We are all in a journey together. We are part of a journey together. The books and all our times together form the footprints of our journey. We are family now.
We walk and it weaves the clouds. It’s the walking, the joy, the sound of us moving, the thinking of our place, the love. It’s in the attention too: we look around and we know what we see, we recognise and respect the beings, the feelings of Country. Everything comes to life.
Now as we walk, the sound of our walking goes up to the clouds. Our sounds, our voice, our footsteps, the sounds of our existence are woven into the clouds. We walk, we know that area. The birds start talking. It comes alive as we go. We are making sounds, the birds hear us. It is a welcoming. Our sound is called rirrakay.
We are singing the clouds and the chanting goes up, up, up, out of our mouths and up to the clouds. Like a vibration of our existence; talking to the clouds, singing to the clouds, sending our song to the clouds, because when they hear, the clouds gather.
The sound of the songspirals is the sound of the universe. We are in harmony with it, and by singing we sing our connections, our raki and our gurrutu. The world sings all the time. We sing and the clouds sing. The planets sing, the rain sings, the birds, the plants, the rocks, the tides sing, and we sing the world. The fish, animals and different beings, they sing in different ways, at different frequencies. Some songs take a long time. The world is alive with their sound. The world is their sound, and ours. This is the music of nature. Many people have forgotten how to listen.
The sound communicates who we are, our identity, and where our homeland is. If we are sick, our singing can bring the sick back into harmony. While the women are doing milkarri, the sick person listens and takes their memories back to that place. The place and the song are one. It’s soothing and healing. We go back to our homeland through the spirit, through song. We revisit memories, living our days through song.
If a sick person is going to pass away, milkarri makes them strong for death. It encourages them not to be scared because they know that they are strong and they know who they are and who their clan is. They are strong for other people, their kin. Milkarri connects the person, the songspiral, the place. Every time we see people who are sick and we go to the hospital and the doctor says they will pass away soon, we sing the song and we see them strong, not scared of death. It helps.

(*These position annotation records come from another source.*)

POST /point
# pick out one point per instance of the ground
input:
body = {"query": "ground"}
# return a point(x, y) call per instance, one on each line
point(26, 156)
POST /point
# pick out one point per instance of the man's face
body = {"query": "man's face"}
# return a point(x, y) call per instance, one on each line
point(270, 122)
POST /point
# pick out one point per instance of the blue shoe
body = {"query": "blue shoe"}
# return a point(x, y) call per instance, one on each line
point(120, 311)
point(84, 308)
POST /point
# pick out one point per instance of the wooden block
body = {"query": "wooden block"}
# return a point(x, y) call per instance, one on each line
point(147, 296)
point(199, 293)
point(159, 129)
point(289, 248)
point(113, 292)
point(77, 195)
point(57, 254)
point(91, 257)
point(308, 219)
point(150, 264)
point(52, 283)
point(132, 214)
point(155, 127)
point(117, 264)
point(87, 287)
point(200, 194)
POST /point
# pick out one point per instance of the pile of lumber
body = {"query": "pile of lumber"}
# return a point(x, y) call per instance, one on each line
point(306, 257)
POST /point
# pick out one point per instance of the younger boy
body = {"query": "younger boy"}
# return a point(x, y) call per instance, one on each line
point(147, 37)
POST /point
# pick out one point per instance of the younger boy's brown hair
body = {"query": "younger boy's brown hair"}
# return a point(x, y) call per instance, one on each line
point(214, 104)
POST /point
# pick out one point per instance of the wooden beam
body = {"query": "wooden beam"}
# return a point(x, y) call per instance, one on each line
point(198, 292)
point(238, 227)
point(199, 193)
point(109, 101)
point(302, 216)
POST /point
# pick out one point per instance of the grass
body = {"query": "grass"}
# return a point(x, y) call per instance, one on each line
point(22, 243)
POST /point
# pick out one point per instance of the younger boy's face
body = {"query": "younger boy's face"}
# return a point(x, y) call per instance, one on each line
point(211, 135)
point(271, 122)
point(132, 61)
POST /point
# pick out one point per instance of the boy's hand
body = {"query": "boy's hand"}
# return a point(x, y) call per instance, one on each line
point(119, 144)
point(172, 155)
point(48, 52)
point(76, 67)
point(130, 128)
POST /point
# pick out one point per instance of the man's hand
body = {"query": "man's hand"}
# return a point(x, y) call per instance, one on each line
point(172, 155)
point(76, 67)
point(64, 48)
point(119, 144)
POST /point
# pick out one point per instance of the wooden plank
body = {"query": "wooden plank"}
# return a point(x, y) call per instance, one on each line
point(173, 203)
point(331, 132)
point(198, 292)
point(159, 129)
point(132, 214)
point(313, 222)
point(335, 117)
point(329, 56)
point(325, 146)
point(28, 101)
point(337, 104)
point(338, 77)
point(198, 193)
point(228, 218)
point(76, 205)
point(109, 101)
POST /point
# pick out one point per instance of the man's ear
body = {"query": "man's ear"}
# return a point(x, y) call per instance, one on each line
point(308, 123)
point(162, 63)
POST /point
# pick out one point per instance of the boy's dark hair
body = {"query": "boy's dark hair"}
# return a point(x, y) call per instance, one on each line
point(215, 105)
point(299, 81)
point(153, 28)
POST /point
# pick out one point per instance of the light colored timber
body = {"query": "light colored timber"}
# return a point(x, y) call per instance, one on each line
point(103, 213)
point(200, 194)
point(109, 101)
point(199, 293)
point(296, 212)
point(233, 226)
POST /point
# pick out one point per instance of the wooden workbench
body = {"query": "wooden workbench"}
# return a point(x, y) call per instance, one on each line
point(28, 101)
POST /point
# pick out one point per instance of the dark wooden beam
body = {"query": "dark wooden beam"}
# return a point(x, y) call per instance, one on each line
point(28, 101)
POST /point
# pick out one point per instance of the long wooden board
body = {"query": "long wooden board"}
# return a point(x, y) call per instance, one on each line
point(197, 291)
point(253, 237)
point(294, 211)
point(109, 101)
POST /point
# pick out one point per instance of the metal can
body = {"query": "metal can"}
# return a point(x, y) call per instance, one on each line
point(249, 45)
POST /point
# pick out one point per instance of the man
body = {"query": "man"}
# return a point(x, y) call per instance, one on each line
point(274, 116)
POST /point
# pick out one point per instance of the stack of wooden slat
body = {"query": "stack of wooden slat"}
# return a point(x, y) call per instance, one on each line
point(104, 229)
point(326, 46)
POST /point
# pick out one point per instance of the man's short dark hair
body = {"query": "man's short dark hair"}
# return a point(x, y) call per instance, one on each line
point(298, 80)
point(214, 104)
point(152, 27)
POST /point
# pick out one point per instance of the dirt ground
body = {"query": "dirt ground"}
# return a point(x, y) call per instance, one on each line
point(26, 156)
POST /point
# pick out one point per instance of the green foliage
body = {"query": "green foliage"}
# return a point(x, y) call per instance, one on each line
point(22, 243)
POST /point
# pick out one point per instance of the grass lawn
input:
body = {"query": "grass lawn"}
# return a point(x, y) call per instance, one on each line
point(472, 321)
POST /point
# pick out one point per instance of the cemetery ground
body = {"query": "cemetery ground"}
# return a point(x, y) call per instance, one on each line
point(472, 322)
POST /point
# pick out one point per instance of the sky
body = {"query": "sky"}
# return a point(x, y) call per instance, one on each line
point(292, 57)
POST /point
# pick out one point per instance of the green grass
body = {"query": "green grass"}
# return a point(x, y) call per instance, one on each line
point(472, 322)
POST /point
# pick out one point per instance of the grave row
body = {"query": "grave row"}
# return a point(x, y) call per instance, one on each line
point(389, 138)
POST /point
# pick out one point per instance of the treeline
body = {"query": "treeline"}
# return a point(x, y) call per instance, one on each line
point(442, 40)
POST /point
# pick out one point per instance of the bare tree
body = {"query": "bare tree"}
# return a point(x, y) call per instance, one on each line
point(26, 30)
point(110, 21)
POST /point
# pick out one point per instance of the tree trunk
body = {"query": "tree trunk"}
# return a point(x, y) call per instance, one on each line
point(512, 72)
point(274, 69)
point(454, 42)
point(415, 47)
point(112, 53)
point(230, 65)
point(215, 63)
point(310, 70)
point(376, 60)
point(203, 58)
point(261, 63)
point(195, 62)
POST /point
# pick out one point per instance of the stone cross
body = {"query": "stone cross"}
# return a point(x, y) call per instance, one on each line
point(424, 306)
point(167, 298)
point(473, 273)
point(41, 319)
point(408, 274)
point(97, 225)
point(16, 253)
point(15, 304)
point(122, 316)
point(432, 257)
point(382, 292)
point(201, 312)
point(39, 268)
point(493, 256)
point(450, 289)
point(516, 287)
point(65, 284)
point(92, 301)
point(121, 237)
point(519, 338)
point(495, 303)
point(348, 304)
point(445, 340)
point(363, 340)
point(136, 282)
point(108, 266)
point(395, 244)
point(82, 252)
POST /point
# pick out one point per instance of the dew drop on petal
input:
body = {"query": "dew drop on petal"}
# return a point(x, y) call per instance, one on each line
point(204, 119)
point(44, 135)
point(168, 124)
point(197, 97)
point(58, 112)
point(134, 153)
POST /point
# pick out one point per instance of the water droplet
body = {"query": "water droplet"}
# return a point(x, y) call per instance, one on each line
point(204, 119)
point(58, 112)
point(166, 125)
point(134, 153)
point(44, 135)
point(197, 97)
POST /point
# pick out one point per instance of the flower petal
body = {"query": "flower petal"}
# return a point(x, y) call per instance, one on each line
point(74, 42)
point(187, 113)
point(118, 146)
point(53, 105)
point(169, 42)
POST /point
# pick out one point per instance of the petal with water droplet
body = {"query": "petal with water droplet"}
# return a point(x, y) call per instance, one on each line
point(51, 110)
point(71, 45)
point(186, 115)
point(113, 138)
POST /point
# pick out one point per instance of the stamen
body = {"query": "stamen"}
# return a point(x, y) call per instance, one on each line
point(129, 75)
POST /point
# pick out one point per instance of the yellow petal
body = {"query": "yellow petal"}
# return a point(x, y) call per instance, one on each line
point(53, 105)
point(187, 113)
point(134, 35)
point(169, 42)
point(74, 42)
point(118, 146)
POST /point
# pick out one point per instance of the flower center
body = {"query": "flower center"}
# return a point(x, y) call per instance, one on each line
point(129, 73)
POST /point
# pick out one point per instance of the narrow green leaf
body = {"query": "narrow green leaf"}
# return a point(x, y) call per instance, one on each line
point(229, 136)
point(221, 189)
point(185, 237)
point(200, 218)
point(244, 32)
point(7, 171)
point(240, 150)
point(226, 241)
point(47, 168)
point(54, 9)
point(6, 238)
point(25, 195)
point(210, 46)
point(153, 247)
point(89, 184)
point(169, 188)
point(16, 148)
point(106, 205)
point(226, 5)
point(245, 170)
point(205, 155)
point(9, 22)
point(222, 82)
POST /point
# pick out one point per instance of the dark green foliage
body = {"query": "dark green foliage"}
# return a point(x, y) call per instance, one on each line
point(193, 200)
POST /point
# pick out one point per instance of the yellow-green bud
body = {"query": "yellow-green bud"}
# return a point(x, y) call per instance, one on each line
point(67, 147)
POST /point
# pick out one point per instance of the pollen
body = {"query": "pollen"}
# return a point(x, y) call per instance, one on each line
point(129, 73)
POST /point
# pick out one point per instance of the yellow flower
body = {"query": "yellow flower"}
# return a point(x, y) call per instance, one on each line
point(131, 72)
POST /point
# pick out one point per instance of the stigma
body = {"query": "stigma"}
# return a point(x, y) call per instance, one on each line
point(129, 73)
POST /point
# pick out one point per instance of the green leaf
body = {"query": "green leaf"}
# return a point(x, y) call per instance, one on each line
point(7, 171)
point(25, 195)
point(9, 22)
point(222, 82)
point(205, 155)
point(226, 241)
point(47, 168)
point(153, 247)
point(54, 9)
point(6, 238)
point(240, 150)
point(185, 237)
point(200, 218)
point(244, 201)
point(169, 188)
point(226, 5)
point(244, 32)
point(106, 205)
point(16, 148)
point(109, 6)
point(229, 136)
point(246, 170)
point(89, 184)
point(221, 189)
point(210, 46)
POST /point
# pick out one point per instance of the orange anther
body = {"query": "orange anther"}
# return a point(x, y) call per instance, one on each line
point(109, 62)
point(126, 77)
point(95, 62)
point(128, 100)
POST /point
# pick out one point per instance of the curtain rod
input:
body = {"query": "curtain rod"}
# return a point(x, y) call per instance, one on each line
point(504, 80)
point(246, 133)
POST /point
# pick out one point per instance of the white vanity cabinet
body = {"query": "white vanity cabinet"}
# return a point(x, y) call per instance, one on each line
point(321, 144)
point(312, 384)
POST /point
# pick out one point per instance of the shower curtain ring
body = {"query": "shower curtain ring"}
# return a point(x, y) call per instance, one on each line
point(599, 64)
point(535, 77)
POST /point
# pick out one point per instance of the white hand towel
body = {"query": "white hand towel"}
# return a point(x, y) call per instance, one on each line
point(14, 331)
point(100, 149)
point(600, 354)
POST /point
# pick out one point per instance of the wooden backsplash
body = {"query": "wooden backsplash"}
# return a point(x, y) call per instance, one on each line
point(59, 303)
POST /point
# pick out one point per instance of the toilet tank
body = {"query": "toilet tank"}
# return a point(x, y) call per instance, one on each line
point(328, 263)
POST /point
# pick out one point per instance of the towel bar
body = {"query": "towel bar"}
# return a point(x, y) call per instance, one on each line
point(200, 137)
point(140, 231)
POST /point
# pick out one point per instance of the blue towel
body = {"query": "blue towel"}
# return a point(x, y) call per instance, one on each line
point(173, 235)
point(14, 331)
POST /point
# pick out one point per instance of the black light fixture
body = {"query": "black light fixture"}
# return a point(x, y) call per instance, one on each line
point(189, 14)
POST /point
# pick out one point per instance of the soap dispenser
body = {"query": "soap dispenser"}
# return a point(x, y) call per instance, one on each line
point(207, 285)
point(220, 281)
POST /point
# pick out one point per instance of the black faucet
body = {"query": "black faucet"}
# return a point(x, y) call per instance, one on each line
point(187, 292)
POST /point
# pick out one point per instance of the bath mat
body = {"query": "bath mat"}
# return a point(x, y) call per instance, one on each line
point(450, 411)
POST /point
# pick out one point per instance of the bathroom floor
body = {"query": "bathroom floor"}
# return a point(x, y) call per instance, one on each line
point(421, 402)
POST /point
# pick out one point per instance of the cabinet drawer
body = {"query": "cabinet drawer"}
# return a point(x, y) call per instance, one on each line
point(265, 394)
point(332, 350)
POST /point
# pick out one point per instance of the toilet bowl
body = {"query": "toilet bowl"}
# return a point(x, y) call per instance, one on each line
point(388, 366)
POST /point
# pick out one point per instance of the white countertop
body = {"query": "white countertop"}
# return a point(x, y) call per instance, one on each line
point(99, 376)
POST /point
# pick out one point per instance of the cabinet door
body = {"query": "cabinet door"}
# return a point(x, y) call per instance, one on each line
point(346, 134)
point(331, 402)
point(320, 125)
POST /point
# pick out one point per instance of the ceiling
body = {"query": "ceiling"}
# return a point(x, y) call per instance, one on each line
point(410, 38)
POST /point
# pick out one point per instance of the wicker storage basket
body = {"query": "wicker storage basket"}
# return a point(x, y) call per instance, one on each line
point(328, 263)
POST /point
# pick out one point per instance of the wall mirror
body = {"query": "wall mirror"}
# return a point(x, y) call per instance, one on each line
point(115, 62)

When a Dhuwa person who has shark as their totem is really sick, when it gets to that deep part of the song, their head turns from side to side. Their totem is the shark and so straight away we know, through the actions they do, we know they are going to go to that place, to Rinydjalŋu. This is a peaceful going because they are connected. They are the shark, and they are telling us they are going to go. It is the right way, the strong way, the way of gurrutu and of the songspirals.
Our sound goes to the clouds as we walk to our homeland. The clouds collect the sound, and later it will rain. In the ceremony, we sing the song, then another clan sings the song. It gathers in, and eventually it rains. Not yet, though. Now we are walking, our sound, our existence, everything comes to life; the laughter and joy of being home, coming home, it weaves up into the air, to the clouds.